Raining on Obama's parade
Why is Obama not leading significantly in the polls? The Rasmussen Reports daily presidential tracking poll for Wednesday shows Barack Obama attracting 44 percent of the vote while John McCain holds at 42 percent. Obama is supported by 12 percent of Republicans while McCain earns the vote from 16 percent of Democrats. Is it possible that as Obama is pressured to roll out specifics about his vision for the country that he is even too liberal for most Democrats?
Jerome Corsi is doing his part to rain on Obama's parade by exposing what many see as the leftist socialism of Sen. Obama in his book The Obama Nation: Leftist Politics and the Cult of Personality. The New York Times reports that the book will be number one on its best-sellers list on Sunday.

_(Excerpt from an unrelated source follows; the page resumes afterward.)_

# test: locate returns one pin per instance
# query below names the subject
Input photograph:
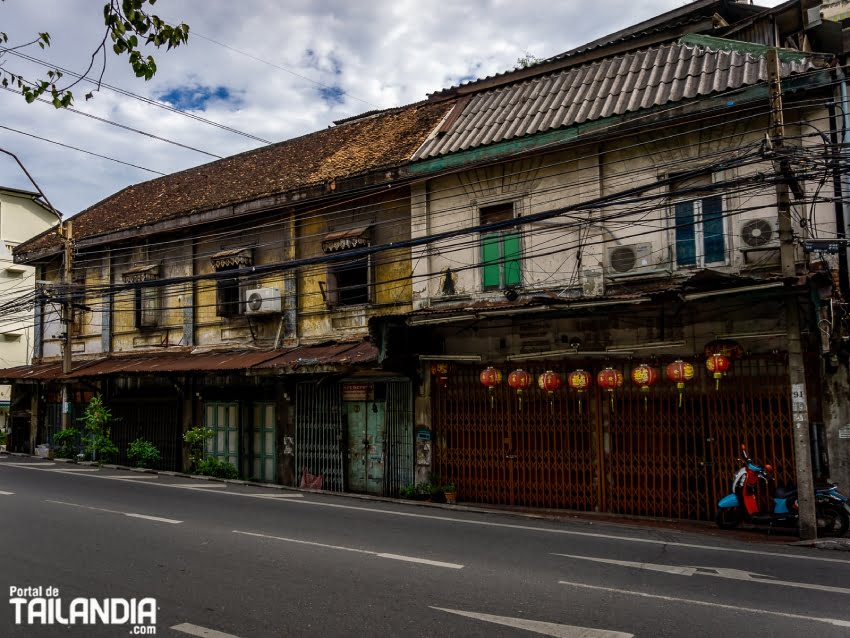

Corsi maintains that America is unfamiliar with the real Obama and if voters knew the truth they would not cast their vote for someone who may still have connections with Islam, never clarified when his experimentation with drugs in high school and college ever ceased, was dishonest, for example, about being present when Jeremiah Wright blamed "white arrogance" as the primary cause of suffering in the world, and so on.
The Corsi book is likely to raise even more questions about an Obama that most Democrats do not seem to know. The fact that Obama does not have a sizable lead in the polls, given his popularity, should be troublesome for Obama's campaign. Understanding that polls are not always exhaustively reliable, it is at least a signal that Obama's popularity is waning as more information is revealed about him.
Stuart Shepard, of Focus On The Family, took some flak for a video asking, "Would it be wrong to ask people to pray for rain?" during Obama's acceptance speech for his party's nomination. Shepard asks for torrential rain to start "two minutes before the acceptance speech begins."
"I'm still pro-life, and I'm still in favour of marriage as being between one man and one woman," Shepard says on the video. "I would like the next president who will select justices for the next Supreme Court to agree."
Focus on the Family withdrew the video after receiving complaints, saying it was meant to be hyperbolic and humorous. Shepard's prayer request for rain may be unnecessary as more and more Democrats lose enthusiasm about Obama as we approach election day.